Learning Leg Locks: A Method

A training method that I learned from my instructor was to get obsessed with a position for a month. All of the drilling and learning is to be focused on that one position for a set period of time.

He would also roll with limited goals in mind, only trying to get that target position. For example, he would pass up a choke opening because he was only hunting arm bars. He swore by the method.

I want to spend the next month on leg locks. I have a fair knowledge of leg locks but I would like to take it up another level. Armed with some great instructionals I’m going to do my own leg lock focus.

What will be the approach? I have applied this model to every position in jiu-jitsu — back control, half guard bottom and so on — with good results.

Here it is:

1) Identify the key variations.

There are numerous ways to entangle the legs with two grapplers bodies. What are the best control positions?

The rules of sport competition also significantly affect the application of leg locks, so you need to understand what is allowed and what isn’t for your rules.

2) Learn to control #1

You could leap on an exposed leg and try to get a tap before an experienced opponent slips out, but that is a low level of strategy.

How do I secure the position and maintain control before looking for the submission? This is the more important question.

Positional or specific training is a great tool for this. Start in the leg position that you want and ask your partner to move around and look to escape. Start at 25% and gradually increase the intensity as you learn how to control.

3) Learn the subs and sweeps from that control.

Now that we have confidence that we can control the position, what are the highest percentage attacks?
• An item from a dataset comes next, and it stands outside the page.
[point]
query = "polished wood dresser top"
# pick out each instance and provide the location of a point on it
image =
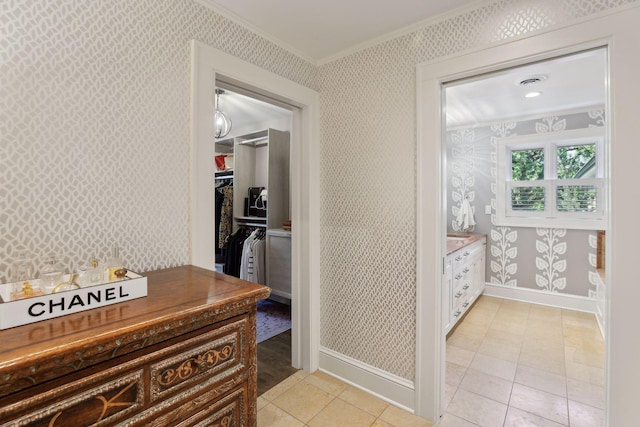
(193, 335)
Learn the correct mechanics of the attack so that you may exert the strongest leverage against the joint. In the case of leg locks, are attacking the powerful joints of the knee and ankle that are used to carry the weight of the entire body and therefore stronger comparatively than the elbow and shoulder. Your mechanics have to be correct or no tap!

4) Learn the entries.

How do we get into the position. Against an experienced opponent, there will be few mistakes that will give easy entry. As the level of your training partners gets higher, the transitions become increasingly important.

We need to ask ourselves such questions as: which major ground positions will we be looking to enter into our major leg positions; and how can we get to ashi garami from guard, from passing the guard, or from standing?

5) Learn the defenses.

What is a knowledgeable opponent going to do to counter our attacks? Understanding the defense will help us tighten any gaps and anticipate the opponent’s reactions.

How do we address the most common counters and move to a combination or regain our attack position?

Try this method of structuring your learning and training of any position that you wish to improve.